A myriad of other claims this past Election Day — that dead people were voting in Kansas; that Democrats were busing illegal immigrants into Arizona to vote; that Sen. Harry Reid was bribing students with pizza; that a Latino rights group was mailing in fraudulent voter registration forms in Yuma County — were proven false.
Here’s a rundown of some of the laws being debated around the country:
Texas
Gov. Rick Perry (R) declared a bill requiring voters to present photo identification at the polls to be “emergency legislation,” putting it on the fast track to passage. On Wednesday, the Texas state senate voted yes. It moves on to the House next, where, according to the Star Telegram, it is “virtually guaranteed” to pass.
Student IDs will not be accepted as photo ID; driver’s licenses, passports and concealed carry gun licenses will be. People 70 and older are exempted.

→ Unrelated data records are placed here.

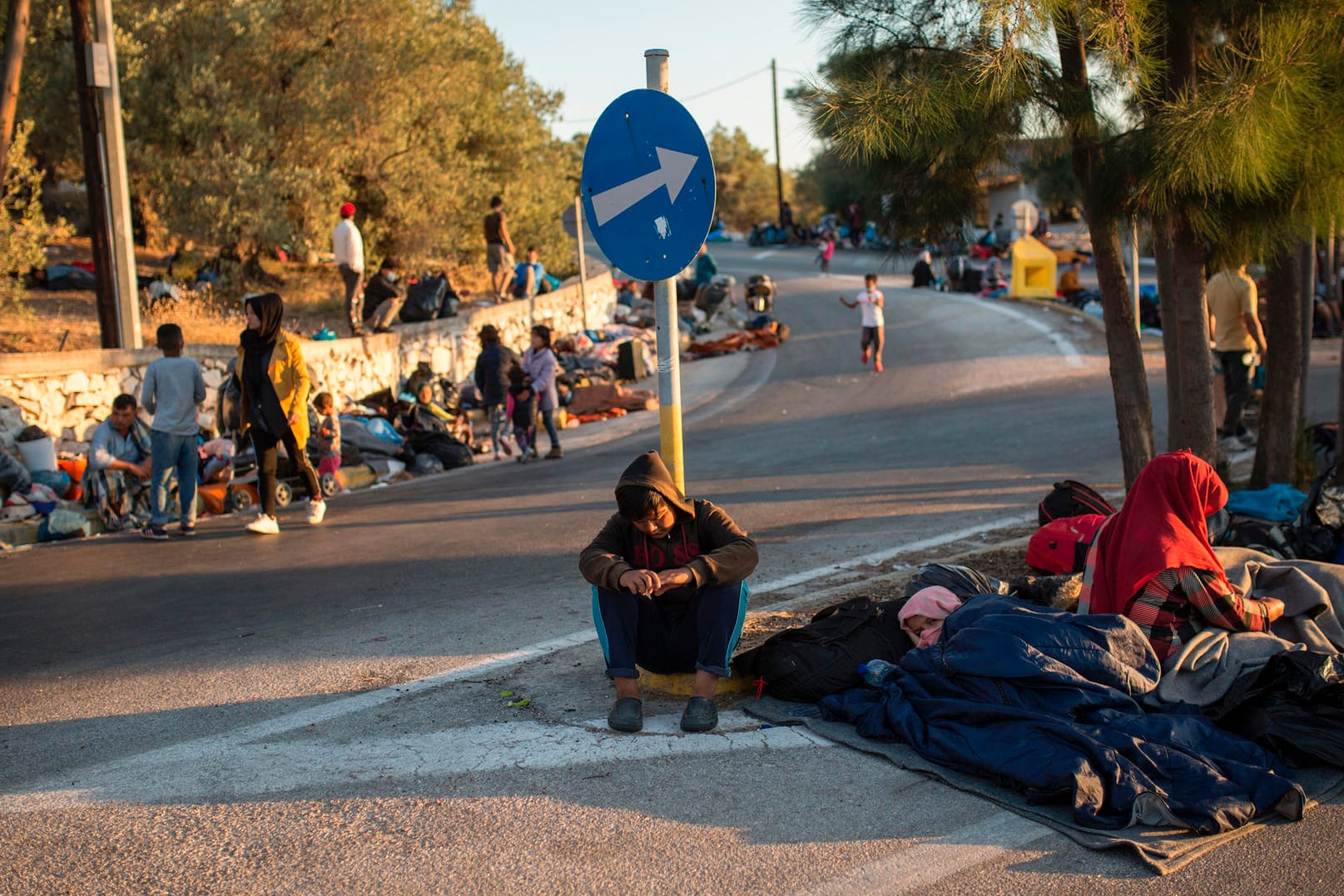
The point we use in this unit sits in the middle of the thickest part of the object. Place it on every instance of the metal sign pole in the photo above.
(667, 328)
(578, 234)
(118, 191)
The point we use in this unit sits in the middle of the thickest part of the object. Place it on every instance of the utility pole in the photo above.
(94, 187)
(124, 280)
(578, 235)
(15, 39)
(666, 325)
(778, 163)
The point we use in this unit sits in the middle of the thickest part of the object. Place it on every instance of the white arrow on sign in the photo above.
(673, 168)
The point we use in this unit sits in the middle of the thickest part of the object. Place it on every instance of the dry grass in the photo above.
(50, 321)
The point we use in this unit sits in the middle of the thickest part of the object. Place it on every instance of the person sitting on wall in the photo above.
(530, 275)
(116, 480)
(1070, 286)
(384, 297)
(668, 592)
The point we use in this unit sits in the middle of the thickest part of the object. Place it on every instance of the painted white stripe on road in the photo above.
(255, 770)
(928, 863)
(1071, 355)
(882, 557)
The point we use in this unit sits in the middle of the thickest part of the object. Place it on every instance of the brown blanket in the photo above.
(603, 397)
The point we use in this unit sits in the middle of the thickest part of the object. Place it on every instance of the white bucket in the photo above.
(39, 454)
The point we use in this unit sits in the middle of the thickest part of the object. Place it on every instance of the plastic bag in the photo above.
(961, 581)
(1293, 707)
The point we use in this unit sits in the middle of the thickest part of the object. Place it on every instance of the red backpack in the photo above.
(1061, 546)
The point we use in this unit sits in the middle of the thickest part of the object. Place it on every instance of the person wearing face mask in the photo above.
(384, 297)
(273, 406)
(668, 592)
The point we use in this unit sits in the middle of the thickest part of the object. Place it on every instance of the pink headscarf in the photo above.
(935, 602)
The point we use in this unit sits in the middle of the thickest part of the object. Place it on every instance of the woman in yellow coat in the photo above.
(275, 406)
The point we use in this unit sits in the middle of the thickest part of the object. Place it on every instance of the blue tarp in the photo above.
(1278, 502)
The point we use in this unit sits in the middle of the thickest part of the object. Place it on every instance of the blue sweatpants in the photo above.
(172, 454)
(670, 640)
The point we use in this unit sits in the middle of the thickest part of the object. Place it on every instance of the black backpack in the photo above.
(424, 299)
(1071, 498)
(823, 657)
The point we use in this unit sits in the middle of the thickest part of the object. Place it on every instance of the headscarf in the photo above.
(270, 309)
(935, 602)
(1162, 527)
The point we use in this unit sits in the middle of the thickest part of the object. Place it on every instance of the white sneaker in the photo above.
(264, 526)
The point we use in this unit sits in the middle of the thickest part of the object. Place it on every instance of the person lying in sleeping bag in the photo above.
(1152, 561)
(668, 592)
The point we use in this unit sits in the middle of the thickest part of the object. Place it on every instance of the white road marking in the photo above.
(928, 863)
(882, 557)
(1071, 356)
(255, 770)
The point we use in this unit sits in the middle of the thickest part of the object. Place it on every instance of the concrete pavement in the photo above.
(321, 712)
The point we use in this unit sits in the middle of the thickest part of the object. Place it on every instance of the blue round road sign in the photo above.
(648, 185)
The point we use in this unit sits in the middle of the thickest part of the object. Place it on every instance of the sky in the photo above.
(593, 52)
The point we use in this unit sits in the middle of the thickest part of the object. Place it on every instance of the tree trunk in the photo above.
(1128, 378)
(1163, 254)
(1199, 432)
(94, 181)
(1276, 458)
(15, 39)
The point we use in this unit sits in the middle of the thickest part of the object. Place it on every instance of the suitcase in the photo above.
(629, 360)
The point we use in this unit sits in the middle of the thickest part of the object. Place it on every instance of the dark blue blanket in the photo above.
(1049, 703)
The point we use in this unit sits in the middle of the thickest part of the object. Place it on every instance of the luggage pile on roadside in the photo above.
(1019, 688)
(41, 489)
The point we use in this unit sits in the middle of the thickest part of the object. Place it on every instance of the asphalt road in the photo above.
(321, 710)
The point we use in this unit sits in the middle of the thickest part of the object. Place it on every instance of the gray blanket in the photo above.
(1211, 661)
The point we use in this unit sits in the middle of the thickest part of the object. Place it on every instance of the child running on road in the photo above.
(826, 251)
(871, 301)
(523, 414)
(325, 439)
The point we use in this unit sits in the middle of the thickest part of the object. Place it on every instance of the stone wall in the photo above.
(67, 394)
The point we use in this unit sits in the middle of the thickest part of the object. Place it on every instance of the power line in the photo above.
(703, 93)
(726, 85)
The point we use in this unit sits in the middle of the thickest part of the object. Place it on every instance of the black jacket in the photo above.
(492, 373)
(705, 540)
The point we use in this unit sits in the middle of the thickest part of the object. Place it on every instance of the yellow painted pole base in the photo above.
(679, 684)
(670, 425)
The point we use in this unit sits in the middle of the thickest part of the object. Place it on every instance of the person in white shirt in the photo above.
(870, 301)
(349, 247)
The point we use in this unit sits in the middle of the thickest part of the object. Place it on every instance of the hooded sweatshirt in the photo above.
(705, 540)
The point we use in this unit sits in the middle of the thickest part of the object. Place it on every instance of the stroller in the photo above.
(760, 293)
(242, 484)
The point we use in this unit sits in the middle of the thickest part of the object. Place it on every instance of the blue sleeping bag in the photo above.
(1049, 703)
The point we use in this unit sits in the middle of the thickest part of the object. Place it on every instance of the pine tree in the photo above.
(933, 93)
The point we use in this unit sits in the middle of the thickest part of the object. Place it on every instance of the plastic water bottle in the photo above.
(875, 671)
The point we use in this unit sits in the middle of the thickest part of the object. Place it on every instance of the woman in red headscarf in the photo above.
(1152, 561)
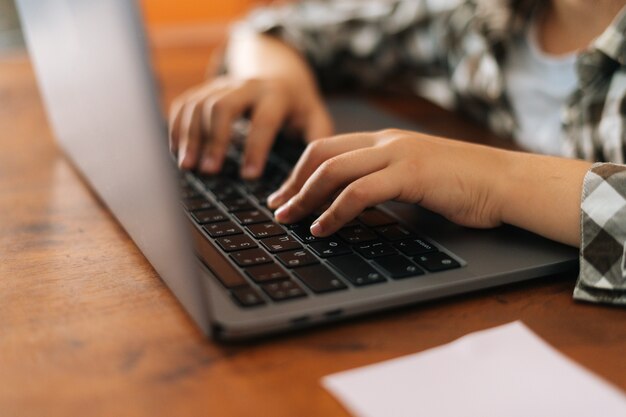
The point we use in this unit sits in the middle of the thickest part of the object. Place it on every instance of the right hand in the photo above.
(201, 120)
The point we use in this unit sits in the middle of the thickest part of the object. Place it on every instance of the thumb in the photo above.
(318, 124)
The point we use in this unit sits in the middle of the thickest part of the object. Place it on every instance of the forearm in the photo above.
(251, 55)
(543, 194)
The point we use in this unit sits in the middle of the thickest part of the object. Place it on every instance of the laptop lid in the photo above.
(92, 67)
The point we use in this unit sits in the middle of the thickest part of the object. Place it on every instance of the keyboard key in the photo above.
(357, 234)
(280, 243)
(376, 249)
(209, 216)
(238, 204)
(398, 266)
(414, 247)
(326, 248)
(283, 290)
(356, 270)
(226, 192)
(437, 261)
(262, 230)
(247, 296)
(297, 258)
(251, 217)
(394, 232)
(302, 232)
(189, 192)
(267, 272)
(236, 242)
(199, 203)
(222, 229)
(376, 217)
(319, 279)
(251, 257)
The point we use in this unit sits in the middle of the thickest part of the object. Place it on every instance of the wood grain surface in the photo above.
(88, 329)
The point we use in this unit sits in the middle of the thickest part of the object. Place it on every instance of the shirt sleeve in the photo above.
(602, 277)
(362, 43)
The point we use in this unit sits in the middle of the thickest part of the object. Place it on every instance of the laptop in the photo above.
(236, 271)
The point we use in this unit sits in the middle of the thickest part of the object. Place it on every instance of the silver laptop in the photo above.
(237, 272)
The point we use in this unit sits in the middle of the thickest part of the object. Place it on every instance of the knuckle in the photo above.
(328, 169)
(356, 194)
(220, 106)
(317, 149)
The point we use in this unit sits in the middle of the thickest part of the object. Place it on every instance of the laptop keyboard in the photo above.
(274, 263)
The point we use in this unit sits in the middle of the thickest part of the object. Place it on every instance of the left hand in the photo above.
(458, 180)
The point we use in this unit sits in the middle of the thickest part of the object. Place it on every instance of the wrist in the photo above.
(542, 194)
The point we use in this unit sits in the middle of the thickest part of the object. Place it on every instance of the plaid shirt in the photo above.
(372, 43)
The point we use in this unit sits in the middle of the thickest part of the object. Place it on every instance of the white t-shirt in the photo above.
(538, 86)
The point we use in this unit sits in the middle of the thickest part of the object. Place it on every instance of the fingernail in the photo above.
(208, 164)
(250, 171)
(282, 214)
(316, 228)
(272, 199)
(185, 161)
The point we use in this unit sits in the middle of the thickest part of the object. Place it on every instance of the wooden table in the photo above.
(88, 329)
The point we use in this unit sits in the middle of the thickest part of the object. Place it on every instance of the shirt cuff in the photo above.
(602, 277)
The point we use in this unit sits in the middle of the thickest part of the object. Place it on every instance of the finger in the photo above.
(219, 116)
(179, 122)
(190, 132)
(318, 125)
(365, 192)
(331, 176)
(267, 118)
(175, 119)
(314, 155)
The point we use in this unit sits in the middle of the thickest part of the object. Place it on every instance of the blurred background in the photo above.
(169, 22)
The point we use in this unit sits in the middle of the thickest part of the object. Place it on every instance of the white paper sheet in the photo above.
(507, 371)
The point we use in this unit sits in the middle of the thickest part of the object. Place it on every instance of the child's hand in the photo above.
(201, 120)
(461, 181)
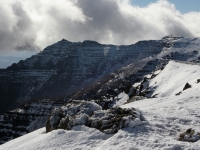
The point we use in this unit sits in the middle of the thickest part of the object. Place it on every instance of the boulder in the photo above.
(91, 114)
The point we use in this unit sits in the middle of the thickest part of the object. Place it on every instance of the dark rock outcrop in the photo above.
(189, 136)
(91, 114)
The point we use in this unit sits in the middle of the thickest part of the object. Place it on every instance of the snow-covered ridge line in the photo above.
(166, 118)
(172, 80)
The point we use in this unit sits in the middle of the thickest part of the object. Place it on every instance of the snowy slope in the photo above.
(166, 117)
(173, 79)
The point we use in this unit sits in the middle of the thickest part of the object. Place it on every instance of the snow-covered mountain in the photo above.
(166, 117)
(61, 70)
(107, 75)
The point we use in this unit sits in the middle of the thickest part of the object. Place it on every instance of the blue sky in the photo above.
(183, 6)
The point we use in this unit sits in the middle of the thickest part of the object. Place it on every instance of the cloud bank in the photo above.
(33, 25)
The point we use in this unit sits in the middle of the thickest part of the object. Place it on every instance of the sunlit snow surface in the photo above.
(166, 117)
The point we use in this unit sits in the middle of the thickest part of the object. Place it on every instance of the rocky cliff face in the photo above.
(57, 71)
(89, 71)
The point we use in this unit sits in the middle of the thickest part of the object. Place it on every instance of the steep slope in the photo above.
(64, 71)
(173, 79)
(166, 117)
(57, 71)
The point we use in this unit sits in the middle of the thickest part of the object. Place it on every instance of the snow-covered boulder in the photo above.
(189, 136)
(91, 114)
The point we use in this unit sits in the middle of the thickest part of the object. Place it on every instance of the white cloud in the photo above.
(33, 25)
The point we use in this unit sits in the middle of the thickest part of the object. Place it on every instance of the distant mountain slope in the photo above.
(173, 79)
(62, 67)
(89, 71)
(165, 118)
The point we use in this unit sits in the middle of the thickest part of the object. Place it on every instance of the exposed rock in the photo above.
(187, 86)
(189, 136)
(91, 114)
(198, 80)
(178, 93)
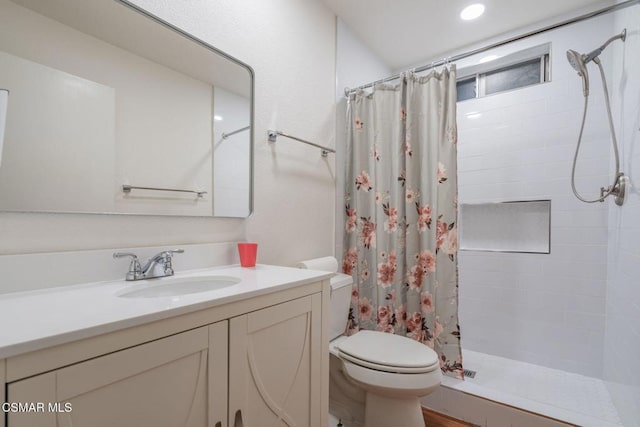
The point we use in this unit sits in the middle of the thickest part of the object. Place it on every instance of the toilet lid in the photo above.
(388, 353)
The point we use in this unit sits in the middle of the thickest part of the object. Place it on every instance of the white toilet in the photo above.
(376, 378)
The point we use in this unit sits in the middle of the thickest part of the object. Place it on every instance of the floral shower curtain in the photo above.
(401, 211)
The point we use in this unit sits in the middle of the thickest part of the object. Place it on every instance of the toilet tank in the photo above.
(341, 285)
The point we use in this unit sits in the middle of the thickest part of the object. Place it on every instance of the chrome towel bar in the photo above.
(127, 189)
(273, 135)
(227, 135)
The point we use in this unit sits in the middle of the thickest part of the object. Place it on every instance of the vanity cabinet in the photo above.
(274, 360)
(265, 366)
(165, 383)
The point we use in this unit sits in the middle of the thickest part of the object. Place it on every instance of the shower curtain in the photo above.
(400, 212)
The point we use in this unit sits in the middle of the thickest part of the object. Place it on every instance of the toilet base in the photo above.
(381, 411)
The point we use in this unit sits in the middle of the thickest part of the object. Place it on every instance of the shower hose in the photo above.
(614, 142)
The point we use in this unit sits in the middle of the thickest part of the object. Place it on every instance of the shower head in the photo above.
(579, 61)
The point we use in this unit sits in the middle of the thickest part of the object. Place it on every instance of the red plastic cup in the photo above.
(248, 252)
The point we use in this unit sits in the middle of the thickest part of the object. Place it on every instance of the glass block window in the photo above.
(510, 72)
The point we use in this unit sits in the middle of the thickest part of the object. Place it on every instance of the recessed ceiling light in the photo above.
(488, 59)
(472, 11)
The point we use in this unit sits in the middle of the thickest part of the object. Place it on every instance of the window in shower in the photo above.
(519, 226)
(525, 68)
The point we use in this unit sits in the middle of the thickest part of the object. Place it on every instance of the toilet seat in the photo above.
(388, 353)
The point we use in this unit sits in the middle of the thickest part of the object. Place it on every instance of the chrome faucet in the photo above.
(137, 272)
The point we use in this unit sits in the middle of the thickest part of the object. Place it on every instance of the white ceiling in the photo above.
(404, 32)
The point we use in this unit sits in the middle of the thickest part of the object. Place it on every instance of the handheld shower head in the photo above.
(578, 63)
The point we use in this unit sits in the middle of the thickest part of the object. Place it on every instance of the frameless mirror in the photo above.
(112, 110)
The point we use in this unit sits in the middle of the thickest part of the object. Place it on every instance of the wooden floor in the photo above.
(435, 419)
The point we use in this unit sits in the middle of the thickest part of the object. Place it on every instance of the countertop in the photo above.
(39, 319)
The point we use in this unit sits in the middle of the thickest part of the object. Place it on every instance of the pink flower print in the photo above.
(426, 302)
(401, 315)
(442, 173)
(385, 274)
(424, 217)
(414, 327)
(365, 309)
(414, 321)
(402, 179)
(352, 220)
(375, 153)
(410, 196)
(363, 181)
(391, 224)
(354, 295)
(349, 261)
(368, 233)
(407, 148)
(385, 319)
(364, 275)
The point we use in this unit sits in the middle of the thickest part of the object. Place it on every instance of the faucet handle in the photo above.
(135, 269)
(168, 266)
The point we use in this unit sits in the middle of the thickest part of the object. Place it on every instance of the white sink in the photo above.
(175, 286)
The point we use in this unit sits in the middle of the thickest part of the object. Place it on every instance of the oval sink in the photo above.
(175, 286)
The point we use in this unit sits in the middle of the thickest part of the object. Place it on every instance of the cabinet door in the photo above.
(275, 366)
(163, 383)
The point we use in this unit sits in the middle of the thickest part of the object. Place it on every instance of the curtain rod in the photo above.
(612, 8)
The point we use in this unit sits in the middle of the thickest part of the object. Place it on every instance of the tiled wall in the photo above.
(622, 333)
(547, 309)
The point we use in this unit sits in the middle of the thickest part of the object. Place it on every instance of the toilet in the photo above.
(376, 378)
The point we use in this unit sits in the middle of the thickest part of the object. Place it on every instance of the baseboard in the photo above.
(436, 419)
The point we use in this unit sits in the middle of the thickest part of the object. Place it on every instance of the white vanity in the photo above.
(246, 354)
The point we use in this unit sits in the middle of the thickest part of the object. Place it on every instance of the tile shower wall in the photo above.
(547, 309)
(622, 331)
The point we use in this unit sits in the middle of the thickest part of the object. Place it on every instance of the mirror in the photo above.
(112, 110)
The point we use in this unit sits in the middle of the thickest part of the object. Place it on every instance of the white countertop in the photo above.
(39, 319)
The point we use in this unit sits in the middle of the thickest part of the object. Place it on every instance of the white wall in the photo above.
(291, 46)
(622, 333)
(356, 65)
(539, 308)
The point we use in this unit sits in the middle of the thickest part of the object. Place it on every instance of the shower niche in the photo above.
(514, 226)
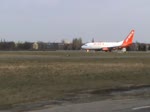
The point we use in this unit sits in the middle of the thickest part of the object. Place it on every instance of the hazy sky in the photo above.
(54, 20)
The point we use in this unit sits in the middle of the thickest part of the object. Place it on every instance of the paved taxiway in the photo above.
(124, 105)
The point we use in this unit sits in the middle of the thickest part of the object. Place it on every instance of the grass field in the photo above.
(37, 76)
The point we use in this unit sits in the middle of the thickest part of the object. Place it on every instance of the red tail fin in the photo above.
(129, 39)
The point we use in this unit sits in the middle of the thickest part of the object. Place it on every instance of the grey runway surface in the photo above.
(126, 105)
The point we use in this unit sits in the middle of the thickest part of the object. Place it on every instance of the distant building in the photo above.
(35, 46)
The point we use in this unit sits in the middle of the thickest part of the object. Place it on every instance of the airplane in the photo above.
(109, 46)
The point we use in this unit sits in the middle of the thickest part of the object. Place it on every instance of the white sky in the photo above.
(54, 20)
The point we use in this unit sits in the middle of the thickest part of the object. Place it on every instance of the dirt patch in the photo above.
(89, 96)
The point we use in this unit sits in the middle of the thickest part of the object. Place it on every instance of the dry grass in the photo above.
(35, 76)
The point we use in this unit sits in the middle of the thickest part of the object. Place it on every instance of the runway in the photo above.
(124, 105)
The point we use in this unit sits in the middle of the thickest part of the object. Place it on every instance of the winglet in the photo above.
(128, 40)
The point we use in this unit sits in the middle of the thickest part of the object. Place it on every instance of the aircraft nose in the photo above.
(83, 46)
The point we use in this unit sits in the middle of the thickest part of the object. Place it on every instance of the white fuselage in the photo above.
(100, 45)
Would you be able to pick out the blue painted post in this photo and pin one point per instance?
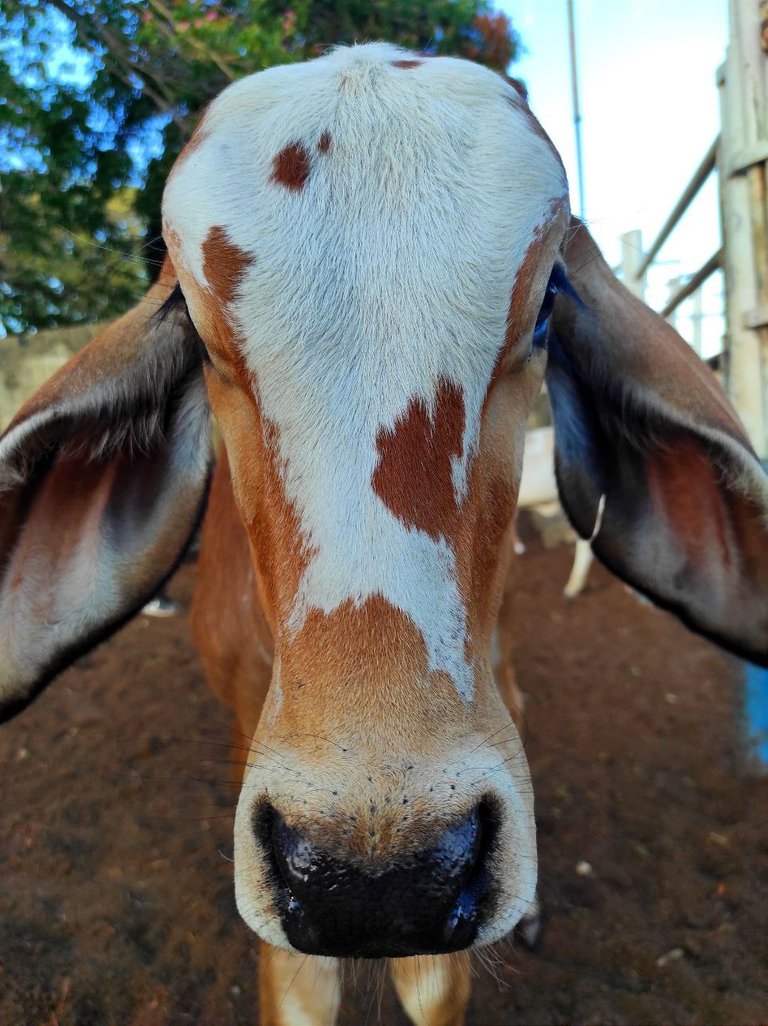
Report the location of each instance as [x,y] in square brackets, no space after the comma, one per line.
[756,718]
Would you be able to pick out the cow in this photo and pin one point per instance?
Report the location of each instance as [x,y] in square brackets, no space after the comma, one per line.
[371,268]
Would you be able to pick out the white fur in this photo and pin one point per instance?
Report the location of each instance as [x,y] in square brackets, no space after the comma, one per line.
[390,272]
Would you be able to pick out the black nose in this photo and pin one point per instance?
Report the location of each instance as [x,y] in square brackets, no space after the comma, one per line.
[427,903]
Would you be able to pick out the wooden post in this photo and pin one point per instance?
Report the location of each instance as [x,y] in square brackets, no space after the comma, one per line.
[632,261]
[742,159]
[743,150]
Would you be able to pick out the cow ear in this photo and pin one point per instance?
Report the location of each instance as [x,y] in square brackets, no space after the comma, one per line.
[103,474]
[652,460]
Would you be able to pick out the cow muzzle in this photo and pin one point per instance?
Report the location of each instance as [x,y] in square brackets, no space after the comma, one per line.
[428,902]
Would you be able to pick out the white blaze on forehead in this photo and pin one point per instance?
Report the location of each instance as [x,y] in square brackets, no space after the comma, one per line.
[388,273]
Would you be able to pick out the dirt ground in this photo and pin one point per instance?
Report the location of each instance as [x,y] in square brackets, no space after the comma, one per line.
[116,905]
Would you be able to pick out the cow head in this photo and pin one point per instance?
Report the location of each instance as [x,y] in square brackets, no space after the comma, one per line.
[373,252]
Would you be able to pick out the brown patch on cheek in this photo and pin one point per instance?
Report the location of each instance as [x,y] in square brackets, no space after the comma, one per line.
[272,522]
[225,266]
[291,167]
[364,669]
[279,550]
[520,301]
[413,474]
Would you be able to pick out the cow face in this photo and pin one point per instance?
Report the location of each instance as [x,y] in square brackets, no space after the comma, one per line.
[370,248]
[364,245]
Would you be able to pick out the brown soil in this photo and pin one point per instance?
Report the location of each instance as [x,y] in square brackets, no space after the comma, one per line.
[116,899]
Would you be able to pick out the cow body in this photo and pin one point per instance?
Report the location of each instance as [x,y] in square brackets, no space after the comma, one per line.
[369,255]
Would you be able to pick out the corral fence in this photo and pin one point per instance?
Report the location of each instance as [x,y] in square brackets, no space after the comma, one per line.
[739,157]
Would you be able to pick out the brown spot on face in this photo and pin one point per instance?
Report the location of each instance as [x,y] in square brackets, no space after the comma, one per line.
[413,474]
[225,264]
[291,167]
[374,656]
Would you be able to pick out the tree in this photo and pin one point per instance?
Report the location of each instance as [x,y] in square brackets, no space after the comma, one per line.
[98,96]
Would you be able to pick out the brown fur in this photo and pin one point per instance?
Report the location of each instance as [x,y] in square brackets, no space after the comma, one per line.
[413,474]
[291,167]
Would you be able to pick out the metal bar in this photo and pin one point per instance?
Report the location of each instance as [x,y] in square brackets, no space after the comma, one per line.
[695,281]
[576,108]
[699,176]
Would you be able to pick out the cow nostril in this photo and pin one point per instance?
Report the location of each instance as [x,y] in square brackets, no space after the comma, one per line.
[429,902]
[461,924]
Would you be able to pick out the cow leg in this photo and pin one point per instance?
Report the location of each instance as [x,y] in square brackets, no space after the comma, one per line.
[297,990]
[582,558]
[433,989]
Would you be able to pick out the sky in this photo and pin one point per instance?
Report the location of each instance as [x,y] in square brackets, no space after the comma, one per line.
[650,110]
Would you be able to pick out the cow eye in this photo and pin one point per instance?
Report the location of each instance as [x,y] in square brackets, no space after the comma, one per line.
[542,321]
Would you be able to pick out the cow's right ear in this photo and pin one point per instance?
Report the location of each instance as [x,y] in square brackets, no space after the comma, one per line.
[103,476]
[652,461]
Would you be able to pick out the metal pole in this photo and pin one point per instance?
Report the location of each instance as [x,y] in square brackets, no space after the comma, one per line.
[576,109]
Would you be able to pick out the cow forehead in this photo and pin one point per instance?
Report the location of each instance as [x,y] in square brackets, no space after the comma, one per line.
[379,208]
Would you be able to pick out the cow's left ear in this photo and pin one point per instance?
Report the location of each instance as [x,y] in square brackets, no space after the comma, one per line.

Because of past voting rights violations, mostly against blacks after Reconstruction, Texas is one of a handful of states that must get Justice Department approval for any changes in voter law.
Kansas
Kansas last year elected one of the more vocal anti-immigration politicians in the country to be their secretary of state. Kris Kobach, who helped write Arizona’s controversial immigration law and goes around the country pushing for similar legislation, considers part of his fight to be against illegal immigrants who would influence our elections. Kobach ran on a platform of stopping voter fraud, and his proposed legislation would require photo ID to vote, require proof of citizenship to register and upgrade double-voting from a misdemeanor to a felony.
Wisconsin
A Democratic state senator, in an effort to prove to his Republican colleagues that their proposed photo ID law isn’t needed, says he asked every county clerk in his nine-county district for all instances of voter fraud last year. He says they only turned up one: A 91-year-old woman who voted in person after she forgot that she had mailed in her ballot.
Minnesota
Minnesota Republicans also want to impose a photo ID law. They are also proposing a slew of other restrictions, including prohibiting health care workers from assisting disabled voters at the polls.
North Carolina
A new Republican majority in the state legislature there wants a photo ID law.
Their constituents are “looking to ensure the validity of their own vote,” said one Republican lawmaker. But to the president of the state NAACP, “What they’re talking about is a step backwards to the poll tax.”